Vector is something that has both a magnitude and a direction, for example, an arrow. A vector can be represented by a letter with an arrow on it, such as \(\vec{v}\), or two letters, such as \(\overrightarrow{CD}\). Note that in the case of two letters, the sequence of the letter signifies the direction of the vector and cannot be reversed. For any non-zero vectors, \(\overrightarrow{AB}=-\overrightarrow{BA}\).

The magnitude of the vector is, in fact, the length of the vector. For example, the magnitude of \(\vec{a}\), denoted by \(\vec{|a|}\) or \(\vec{||a||}\), is calculated by taking the squareroot of each component squared.

How to represent a vector? Vectors don’t have a coordinate, which means vectors are equivalent if and only if they have the same direction and magnitude, no matter where they are.

The size of a matrix is row \(\times\) column.
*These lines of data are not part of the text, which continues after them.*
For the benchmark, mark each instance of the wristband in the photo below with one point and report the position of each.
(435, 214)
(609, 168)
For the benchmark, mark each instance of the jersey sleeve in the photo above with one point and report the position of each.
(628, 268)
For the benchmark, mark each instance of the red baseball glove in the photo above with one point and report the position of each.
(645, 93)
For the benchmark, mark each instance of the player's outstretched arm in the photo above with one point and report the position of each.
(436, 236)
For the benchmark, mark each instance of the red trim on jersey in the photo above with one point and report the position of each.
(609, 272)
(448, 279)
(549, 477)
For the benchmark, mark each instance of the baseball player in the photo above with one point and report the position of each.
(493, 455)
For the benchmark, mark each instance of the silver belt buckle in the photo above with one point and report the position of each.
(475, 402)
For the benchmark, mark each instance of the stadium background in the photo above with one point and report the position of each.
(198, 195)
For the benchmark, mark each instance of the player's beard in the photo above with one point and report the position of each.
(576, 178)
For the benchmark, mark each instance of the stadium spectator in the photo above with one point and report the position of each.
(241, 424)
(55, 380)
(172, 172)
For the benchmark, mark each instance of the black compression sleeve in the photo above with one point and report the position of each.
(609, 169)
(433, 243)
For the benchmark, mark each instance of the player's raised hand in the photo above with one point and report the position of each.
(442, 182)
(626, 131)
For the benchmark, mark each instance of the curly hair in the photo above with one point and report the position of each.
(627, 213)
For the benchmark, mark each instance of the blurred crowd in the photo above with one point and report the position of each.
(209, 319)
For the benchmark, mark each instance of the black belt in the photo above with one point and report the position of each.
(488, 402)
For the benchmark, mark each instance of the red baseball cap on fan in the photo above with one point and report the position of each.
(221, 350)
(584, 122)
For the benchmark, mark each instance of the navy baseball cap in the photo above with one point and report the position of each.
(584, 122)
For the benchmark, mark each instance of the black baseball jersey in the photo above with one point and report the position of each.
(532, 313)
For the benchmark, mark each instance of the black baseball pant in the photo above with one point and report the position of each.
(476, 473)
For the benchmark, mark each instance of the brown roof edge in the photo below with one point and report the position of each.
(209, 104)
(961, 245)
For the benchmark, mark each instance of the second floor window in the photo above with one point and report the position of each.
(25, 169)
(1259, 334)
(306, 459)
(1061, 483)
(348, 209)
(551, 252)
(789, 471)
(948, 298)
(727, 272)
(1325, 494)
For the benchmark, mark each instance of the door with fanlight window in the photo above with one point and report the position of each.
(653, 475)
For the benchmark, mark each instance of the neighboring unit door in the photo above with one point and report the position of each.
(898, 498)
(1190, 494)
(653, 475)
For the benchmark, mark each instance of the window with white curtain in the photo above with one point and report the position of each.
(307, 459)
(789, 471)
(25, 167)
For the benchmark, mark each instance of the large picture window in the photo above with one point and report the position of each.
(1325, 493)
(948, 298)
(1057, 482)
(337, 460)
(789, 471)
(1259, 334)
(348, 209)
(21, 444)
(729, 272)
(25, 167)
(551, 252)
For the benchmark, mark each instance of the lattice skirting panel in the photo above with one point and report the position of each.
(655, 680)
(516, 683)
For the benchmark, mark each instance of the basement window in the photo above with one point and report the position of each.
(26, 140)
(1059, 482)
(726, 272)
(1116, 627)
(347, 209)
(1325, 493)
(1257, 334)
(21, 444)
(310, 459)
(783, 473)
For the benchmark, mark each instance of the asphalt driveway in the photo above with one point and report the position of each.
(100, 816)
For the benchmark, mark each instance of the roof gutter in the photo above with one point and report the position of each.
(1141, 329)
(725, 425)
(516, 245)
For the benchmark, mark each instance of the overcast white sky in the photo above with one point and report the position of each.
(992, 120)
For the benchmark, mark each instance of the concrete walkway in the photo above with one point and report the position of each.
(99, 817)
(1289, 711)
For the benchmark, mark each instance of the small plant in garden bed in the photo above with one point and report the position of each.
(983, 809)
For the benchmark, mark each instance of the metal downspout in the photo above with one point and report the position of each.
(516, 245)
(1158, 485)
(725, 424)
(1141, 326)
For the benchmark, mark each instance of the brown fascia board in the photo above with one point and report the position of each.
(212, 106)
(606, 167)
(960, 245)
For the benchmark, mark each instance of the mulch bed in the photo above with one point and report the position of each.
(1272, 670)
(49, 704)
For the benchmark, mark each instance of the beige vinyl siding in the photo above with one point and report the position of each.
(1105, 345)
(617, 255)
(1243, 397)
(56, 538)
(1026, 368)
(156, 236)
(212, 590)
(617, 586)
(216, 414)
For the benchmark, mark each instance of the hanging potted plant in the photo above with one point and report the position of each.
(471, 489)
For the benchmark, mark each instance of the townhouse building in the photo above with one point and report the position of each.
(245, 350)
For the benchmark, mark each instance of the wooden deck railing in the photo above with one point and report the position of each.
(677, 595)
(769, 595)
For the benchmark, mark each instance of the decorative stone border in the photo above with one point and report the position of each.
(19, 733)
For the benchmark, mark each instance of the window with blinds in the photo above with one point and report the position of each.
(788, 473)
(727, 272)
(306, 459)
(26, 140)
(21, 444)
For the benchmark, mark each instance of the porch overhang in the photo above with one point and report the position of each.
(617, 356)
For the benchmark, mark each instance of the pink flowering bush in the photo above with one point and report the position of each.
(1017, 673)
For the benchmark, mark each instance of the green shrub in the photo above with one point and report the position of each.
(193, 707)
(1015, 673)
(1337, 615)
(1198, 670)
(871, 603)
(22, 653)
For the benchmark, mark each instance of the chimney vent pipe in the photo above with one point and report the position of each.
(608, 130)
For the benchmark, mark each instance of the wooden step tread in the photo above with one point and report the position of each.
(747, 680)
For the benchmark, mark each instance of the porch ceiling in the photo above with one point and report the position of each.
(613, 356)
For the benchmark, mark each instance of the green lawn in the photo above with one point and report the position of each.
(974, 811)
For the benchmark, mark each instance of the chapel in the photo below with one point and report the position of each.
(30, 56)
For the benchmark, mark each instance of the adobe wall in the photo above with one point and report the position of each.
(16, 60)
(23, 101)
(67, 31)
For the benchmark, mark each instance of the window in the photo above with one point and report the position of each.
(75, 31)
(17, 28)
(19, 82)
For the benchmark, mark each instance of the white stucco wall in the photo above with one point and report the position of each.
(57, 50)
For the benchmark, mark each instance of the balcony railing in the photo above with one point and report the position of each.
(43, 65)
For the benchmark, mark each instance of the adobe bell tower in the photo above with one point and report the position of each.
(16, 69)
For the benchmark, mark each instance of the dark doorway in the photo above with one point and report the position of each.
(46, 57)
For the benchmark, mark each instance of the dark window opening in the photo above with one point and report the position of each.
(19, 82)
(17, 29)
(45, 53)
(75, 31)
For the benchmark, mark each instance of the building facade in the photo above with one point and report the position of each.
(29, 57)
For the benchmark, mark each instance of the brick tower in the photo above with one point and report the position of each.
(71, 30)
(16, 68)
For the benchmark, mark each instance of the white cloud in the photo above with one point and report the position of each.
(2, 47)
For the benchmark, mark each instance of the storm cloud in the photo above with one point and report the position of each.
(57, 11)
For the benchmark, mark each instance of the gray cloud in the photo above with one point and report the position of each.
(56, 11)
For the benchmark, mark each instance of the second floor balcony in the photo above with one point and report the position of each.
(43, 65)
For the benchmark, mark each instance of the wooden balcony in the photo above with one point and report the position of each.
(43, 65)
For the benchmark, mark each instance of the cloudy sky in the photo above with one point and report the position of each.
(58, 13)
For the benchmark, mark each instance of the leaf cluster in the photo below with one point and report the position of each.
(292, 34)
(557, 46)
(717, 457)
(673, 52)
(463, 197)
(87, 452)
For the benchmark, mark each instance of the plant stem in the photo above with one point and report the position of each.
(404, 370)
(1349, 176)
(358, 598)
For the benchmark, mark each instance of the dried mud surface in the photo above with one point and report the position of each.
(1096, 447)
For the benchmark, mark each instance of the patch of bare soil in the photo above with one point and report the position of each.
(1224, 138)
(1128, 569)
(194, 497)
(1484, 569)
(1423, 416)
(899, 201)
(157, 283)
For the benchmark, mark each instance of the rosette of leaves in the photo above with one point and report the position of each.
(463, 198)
For example, \(\begin{bmatrix}1&2&3\\4&5&6\end{bmatrix}\) is a \(2\times 3\) matrix.

\[\begin{split}\left\{
\begin{array}{c}
2x+5y=10\\
3x+4y=24
\end{array}
\right.
\leftrightarrow
\begin{bmatrix}
2&5&10\\
3&4&24
\end{bmatrix}\end{split}\]

\[\begin{split}\left\{
\begin{array}{c}
2x-y+2z+t=-2\\
x+y-5t=5
\end{array}
\right.
\leftrightarrow
\begin{bmatrix}
2&-1&2&1&-2\\
1&1&-5&0&5
\end{bmatrix}\end{split}\]

To multiply two matrices, the second matrices must have same number of columns as the first matrix’s number of rows. Note that normally \(A\times B \neq B\times A\) unless one or two of them is identity matrix or they are inverse matrices. The first element of the product matrix is the sum of first row dot first first column and so on (dot product).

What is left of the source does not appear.